The U.S. military said the incident happened when American soldiers, hunting members of a bombing network, tried to detain the occupants of a vehicle. "Coalition forces engaged the target vehicle's occupants, killing five terrorists, after the terrorists exhibited hostile intent and failed to comply with instructions to surrender. Two children in the vehicle were also killed," it said....
Reuters pictures showed relatives of the dead standing beside corpses covered by white sheets outside a mosque in Baiji, an oil refining town 180 km (110 miles) north of Baghdad. "There were two boys, one was eight and the other was 11," said police Major Ahmed Hussein. United Nations officials have expressed concern at the number of civilians killed in airstrikes in Iraq...
The Washington Post continues:
Hassan Ali Kreidy, 54, a barber in Sadr City, felt the power of the Apaches' missiles on April 28 when one ravaged his shop and a handful of other businesses. The apparent target of a strike was a car parked in front, he said.
"What can you say? We are all helpless," said Ahmed Abdul Rahim, who owns a cellphone store that was also damaged. "What have we done to deserve this? Our stores are now in danger. None of us are safe here."
At the Martyr Sadr Hospital late last month, several patients said they were wounded in U.S. airstrikes. Their accounts could not be corroborated; some may have been wounded by errant rockets fired by militiamen.

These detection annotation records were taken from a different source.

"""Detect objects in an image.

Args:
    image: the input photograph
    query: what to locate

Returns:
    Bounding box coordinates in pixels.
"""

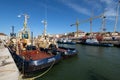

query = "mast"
[23,14,29,30]
[114,1,120,32]
[42,20,47,36]
[70,19,80,37]
[101,12,106,32]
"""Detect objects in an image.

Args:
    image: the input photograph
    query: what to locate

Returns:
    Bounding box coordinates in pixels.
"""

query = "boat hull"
[80,42,113,47]
[9,48,61,73]
[58,47,78,58]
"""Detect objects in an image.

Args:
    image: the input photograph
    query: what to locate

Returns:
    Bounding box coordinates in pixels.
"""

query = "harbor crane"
[70,14,104,37]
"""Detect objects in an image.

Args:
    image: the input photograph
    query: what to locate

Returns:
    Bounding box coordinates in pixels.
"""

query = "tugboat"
[8,14,61,74]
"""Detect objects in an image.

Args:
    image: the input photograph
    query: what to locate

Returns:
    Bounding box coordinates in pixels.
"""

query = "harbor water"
[36,44,120,80]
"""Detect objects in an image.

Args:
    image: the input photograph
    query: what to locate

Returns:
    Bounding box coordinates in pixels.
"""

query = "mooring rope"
[18,60,55,80]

Hussein Amane Kareem al-Obeidi, 37, a day laborer, lay with a bloody tube sticking out of his right nostril and two others draining fluid from his stomach. They were attached to sacks lying on a filthy floor. One was filled with urine, the other with blood. He said he was at home on May 1 when a missile landed nearby, damaging nine homes. His mother, standing at his bedside, cursed the U.S. military.
"They are occupiers and they consider whoever is in the city to be an enemy to them!" she said. "They came for the destruction of the country and this is what they are doing."
In such cases, American officials point to the principle of "force protection;" a large proportion of airstrikes are attributed to helping out ground forces under fire. And of course there is always the goal of "killing terrorists." But again, we must stress this point: none of those American forces should be in Iraq, putting their own and others' lives in danger.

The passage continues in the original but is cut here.